WIEN/TOKIO. Er wirkt wie ein Relikt aus längst vergangenen Zeiten. Schon spätestens am Anfang des neuen Jahrtausends ist der klassische Videorekorder von neuen, digitalen Aufnahmegeräten überholt worden.

Nach 40 Jahren ist der VHS-Rekorder Geschichte

Dieses Gerät mit dem klingenden Namen JVC HD-3300U war der erste VHS-Videorekorder, der auf den Markt kam. Bild: (Groink)

Der Siegeszug der DVD hat die veraltete Analogtechnik verdrängt – und diese ist selbst schon wieder im Rückzug begriffen.

Hergestellt wurden die Technik-Dinosaurier bisher aber noch immer. 750.000 Stück hat der japanische Hersteller Funai Electric im vergangenen Jahr noch produziert, doch damit soll jetzt Schluss sein. Funai hat mitgeteilt, die Produktion einzustellen. Die Japaner, die in China fertigen ließen, waren nach dem Rückzug von Panasonic im Jahr 2012 das letzte Unternehmen, das klassische Videorekorder produzierte.

Der "Video-Krieg"

Das Aus für den Videorekorder beendet eine Ära, die vor gut 40 Jahren mit einem Wettstreit der Formate begonnen hatte, der oft auch martialisch als "Video-Krieg" bezeichnet wurde.

Anfang der 1970er-Jahre starteten die Firmen Grundig und Philips mit Aufnahmegeräten für den Heimanwender. Die beiden Pioniere schafften es allerdings nicht, ihren VCR-Standard durchzusetzen. 1976 sollte die japanische Firma JVC jenen Standard auf den Markt bringen, der später vorherrschend wurde: VHS. Die beiden Systeme waren nicht miteinander kompatibel, VHS war VCR allerdings zu Beginn schon mit einer längeren Abspieldauer der Kassetten überlegen.

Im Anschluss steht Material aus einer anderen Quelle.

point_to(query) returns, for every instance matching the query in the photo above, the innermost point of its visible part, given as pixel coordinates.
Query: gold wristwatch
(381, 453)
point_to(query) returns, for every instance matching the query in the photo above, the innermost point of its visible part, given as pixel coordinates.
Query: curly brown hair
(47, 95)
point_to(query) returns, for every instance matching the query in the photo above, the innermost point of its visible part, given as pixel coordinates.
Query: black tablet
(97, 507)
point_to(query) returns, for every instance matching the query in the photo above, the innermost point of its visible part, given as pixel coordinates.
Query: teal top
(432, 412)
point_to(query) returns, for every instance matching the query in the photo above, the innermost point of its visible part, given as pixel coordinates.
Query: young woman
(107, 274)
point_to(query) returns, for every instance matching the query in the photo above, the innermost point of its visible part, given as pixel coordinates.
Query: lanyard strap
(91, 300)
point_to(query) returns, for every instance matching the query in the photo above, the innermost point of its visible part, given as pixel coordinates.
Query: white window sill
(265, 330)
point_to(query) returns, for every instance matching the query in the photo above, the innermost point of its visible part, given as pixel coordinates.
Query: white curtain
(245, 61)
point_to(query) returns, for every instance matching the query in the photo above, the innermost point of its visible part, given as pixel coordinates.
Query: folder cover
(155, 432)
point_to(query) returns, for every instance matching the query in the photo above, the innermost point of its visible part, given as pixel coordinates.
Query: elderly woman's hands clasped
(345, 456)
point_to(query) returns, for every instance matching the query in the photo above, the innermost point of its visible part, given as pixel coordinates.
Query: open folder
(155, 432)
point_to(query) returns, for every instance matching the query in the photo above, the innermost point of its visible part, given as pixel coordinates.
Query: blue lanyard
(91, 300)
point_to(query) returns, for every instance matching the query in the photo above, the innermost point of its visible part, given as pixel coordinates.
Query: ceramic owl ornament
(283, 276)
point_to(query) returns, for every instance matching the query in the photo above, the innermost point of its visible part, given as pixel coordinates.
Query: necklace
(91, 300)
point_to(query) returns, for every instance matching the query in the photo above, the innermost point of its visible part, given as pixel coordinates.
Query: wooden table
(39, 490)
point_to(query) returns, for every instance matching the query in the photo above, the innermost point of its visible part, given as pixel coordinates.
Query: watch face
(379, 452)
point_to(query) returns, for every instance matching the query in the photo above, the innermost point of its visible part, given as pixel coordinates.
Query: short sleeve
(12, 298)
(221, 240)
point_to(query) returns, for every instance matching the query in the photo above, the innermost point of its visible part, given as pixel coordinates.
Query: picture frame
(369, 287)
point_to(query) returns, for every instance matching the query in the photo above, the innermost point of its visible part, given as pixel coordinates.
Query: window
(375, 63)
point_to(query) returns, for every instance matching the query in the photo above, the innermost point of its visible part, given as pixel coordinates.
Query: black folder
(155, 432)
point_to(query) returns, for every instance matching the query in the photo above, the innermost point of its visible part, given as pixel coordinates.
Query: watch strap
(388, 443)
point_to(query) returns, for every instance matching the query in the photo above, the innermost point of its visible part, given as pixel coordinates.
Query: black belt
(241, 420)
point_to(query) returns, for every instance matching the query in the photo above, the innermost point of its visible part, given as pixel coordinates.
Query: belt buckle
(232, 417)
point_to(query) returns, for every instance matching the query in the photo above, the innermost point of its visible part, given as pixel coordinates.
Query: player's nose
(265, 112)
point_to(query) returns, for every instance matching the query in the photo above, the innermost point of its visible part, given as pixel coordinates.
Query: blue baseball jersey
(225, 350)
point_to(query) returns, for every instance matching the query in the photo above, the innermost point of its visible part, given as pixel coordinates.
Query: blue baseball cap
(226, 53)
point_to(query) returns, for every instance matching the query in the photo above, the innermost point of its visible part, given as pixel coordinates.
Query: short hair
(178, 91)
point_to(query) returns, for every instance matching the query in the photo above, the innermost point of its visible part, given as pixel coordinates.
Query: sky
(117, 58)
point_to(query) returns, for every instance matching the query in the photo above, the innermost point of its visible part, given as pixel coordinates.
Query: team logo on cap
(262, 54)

Im Jahr 1978 kam ein weiterer Konkurrent auf den europäischen Markt: Sony mit seinem Betamax-System. Philips und Grundig experimentierten mit weiteren Varianten, die allerdings untereinander nicht kompatibel waren, was zu einer Verunsicherung der Konsumenten führte. Ab 1979 boten die Firmen dann mit Video 2000 wieder ein neues System an, das technisch überlegen war. Dieses kämpfte allerdings mit Kinderkrankheiten, war unzuverlässig und konnte den Vormarsch des japanischen VHS-Systems nicht stoppen. 1985 stellte Grundig die Weiterentwicklung endgültig ein und produzierte fortan nur noch VHS-Rekorder. Weil auch Sonys Betamax fast überall ein Ladenhüter blieb, war der "Video-Krieg" zugunsten von VHS entschieden, 1986 lag der Marktanteil jenseits der 90 Prozent.

Ab etwa dem Jahr 2000 wurde die VHS-Kassette schrittweise von der DVD abgelöst, 2003 wurden erstmals mehr DVDs als Videokassetten verkauft, und ab 2005 verschwand die Kassette praktisch in der Bedeutungslosigkeit. Der letzte Hollywood-Film auf VHS erschien 2006: "A History of Violence". Zwei Jahre später kündigte VHS-Erfinder JVC die Einstellung der Produktion an, und nur wenige Monate später verkündete auch der letzte große Kassettenhersteller das Produktionsende. 

 

Was wurde aus...

Schallplatte:

Ab 1900 war die Schallplatte, erst als Schellack-, dann als Vinyl-Platte, über 80 Jahre lang die vorherrschende Technik für die Musikwiedergabe. Ende der 1980er-Jahre wurde sie von der CD verdrängt. Derzeit erlebt die Vinyl-Platte ein zartes Comeback, seit ein paar Jahren steigen die Verkaufszahlen.

Musikkassette:

Die Lieblingsmusik aus dem Radio aufzunehmen, ermöglichte der Musikkassette ihren Siegeszug. Das erste Autoradio von Philips und ab 1979 der Walkman von Sony beschleunigten diesen weiter. Von der Digitaltechnik wurde die Kassette Ende der 90er-Jahre abgelöst. Leerkassetten zu bekommen, könnte bald schwierig werden – es gibt nur noch einen größeren Hersteller.

CD:

1982 eingeführt, erreichte der Absatz Ende der 1990er-Jahre seinen Höhepunkt. Seither ist die CD zwar immer noch das wichtigste Medium im Musikmarkt, doch gehen die Verkaufszahlen zugunsten von Downloads und Streaming stetig nach unten.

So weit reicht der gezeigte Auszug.